Bahai News --
Monday, June 2, 2003 11:35 PM
Race Unity Day grows
5 other U.S. cities join in nonpolitical event
By Chuck Nowlen
June 2, 2003
Guoping and Christina Cao and Li Liu take in the Unity
Rally Sunday. (Photo by David Sandell)
Backed by ethnic music and dance troupes on a perfect spring afternoon, more than 300 Madison Race Unity Day revelers joined counterparts in
five other U.S. cities Sunday to tout nonpolitical action as a path to diversity.
"This is an absolutely nonpolitical, nonpartisan event," organizer Dennis Jenkyns said in an interview shortly before the rally
began at the State Capitol around 2 p.m. "Without a political agenda, you end up talking to people who really feel the issue of race and
not so much a certain political goal. And we think this is something that has to be addressed not by legislation, but rather by people meeting
on a heart-to-heart basis."
National Race Unity Day rallies, begun by the Baha'i Church in 1998, also were held at the same time Sunday in Springfield, Ill.;
Indianapolis; Bismarck, N.D.; Pierre, S.D.; and Cheyenne, Wyo.
Sunday marked Madison's second annual event, with last year's inspiring one local participant, a Wyoming native, to help spark
this year's first-ever Race Unity Day in her home state, Jenkyns said.
"So what you're seeing is often a catalyst, and maybe that means we'll see something like this nationwide soon," he
added. "The biggest challenge, of course, is where do we go from here."
Jenkyns mentioned formal multi-day follow-up discussion groups in each city as one possibility.
American Indian dancer Art Shegonee, whose Call for Peace Drum and Dance Company co-sponsored the Madison rally and who spoke Sunday in full
tribal costume, predicted that the rally's impact would increase over time.
"This is how it should have been long ago.

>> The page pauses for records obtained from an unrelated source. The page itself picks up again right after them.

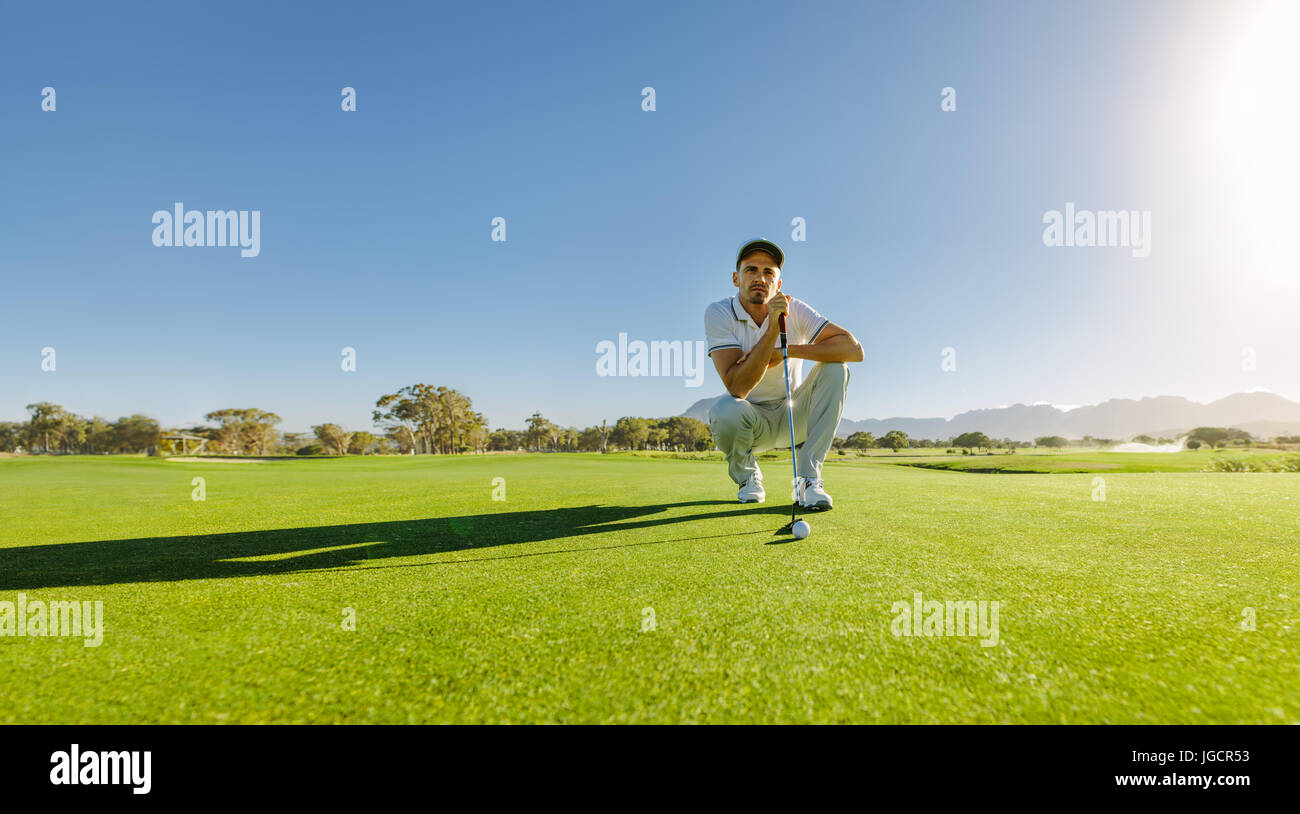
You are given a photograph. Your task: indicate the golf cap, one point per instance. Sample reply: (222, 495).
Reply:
(761, 245)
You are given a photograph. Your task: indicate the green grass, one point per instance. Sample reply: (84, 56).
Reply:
(1035, 460)
(1125, 610)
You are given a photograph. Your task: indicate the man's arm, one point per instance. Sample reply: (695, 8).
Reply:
(832, 345)
(741, 372)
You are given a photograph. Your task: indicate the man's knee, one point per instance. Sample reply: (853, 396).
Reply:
(729, 412)
(833, 373)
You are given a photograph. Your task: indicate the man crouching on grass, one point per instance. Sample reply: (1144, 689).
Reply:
(742, 341)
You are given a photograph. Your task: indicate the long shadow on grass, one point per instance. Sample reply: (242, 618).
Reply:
(239, 554)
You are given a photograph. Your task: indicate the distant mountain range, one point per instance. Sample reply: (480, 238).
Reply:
(1264, 415)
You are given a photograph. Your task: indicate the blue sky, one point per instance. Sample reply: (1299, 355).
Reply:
(923, 226)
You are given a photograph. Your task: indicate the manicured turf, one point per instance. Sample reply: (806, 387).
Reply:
(532, 609)
(1092, 460)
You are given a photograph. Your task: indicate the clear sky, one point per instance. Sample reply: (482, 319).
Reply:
(924, 226)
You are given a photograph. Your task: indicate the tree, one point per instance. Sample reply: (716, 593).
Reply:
(893, 440)
(540, 432)
(135, 433)
(333, 437)
(629, 433)
(687, 434)
(245, 431)
(47, 425)
(973, 440)
(1210, 436)
(360, 442)
(859, 441)
(11, 436)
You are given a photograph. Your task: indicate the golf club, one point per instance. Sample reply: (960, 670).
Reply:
(789, 411)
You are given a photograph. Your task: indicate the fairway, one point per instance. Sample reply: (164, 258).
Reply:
(635, 589)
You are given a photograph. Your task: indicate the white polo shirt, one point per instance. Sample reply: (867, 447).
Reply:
(727, 324)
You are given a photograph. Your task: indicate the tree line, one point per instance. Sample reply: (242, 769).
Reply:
(424, 419)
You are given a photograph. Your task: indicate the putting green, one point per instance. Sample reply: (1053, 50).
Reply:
(635, 589)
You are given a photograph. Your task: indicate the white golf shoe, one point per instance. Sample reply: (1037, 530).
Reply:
(811, 494)
(753, 489)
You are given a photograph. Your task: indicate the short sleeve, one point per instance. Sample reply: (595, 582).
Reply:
(807, 323)
(719, 328)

But it's happening now, and we should be thankful," Shegonee said of the
multicultural crowd. "Now we have future generations to teach this to, and when they see it, they'll know peace, balance and harmony
as it should be."
Music by white, black, Latino, American Indian and East Indian performers gave Sunday's rally its heartbeat, with eight multicultural
troupes also contributing traditional dances.
Shegonee's group climaxed the rally around 4 p.m. by leading a circle dance in which scores in the crowd joined hands.
Madison Mayor David Cieslewicz, whose political career was initially based on environmental issues, compared the rally to a natural
"One thing I have learned from the environment is that there is strength in diversity; the weakest kind of ecological systems are
monocultures," he said. "And I think that lesson from the natural world applies to human communities as well."
Added Steve Braunginn, president of the Madison Urban League: "Over the years, what has been done to the human race is that we've
turned it into a political race ... for the purpose of identifying us to meet the political needs of those in power. ... This is simply the
human race. This is who we really are."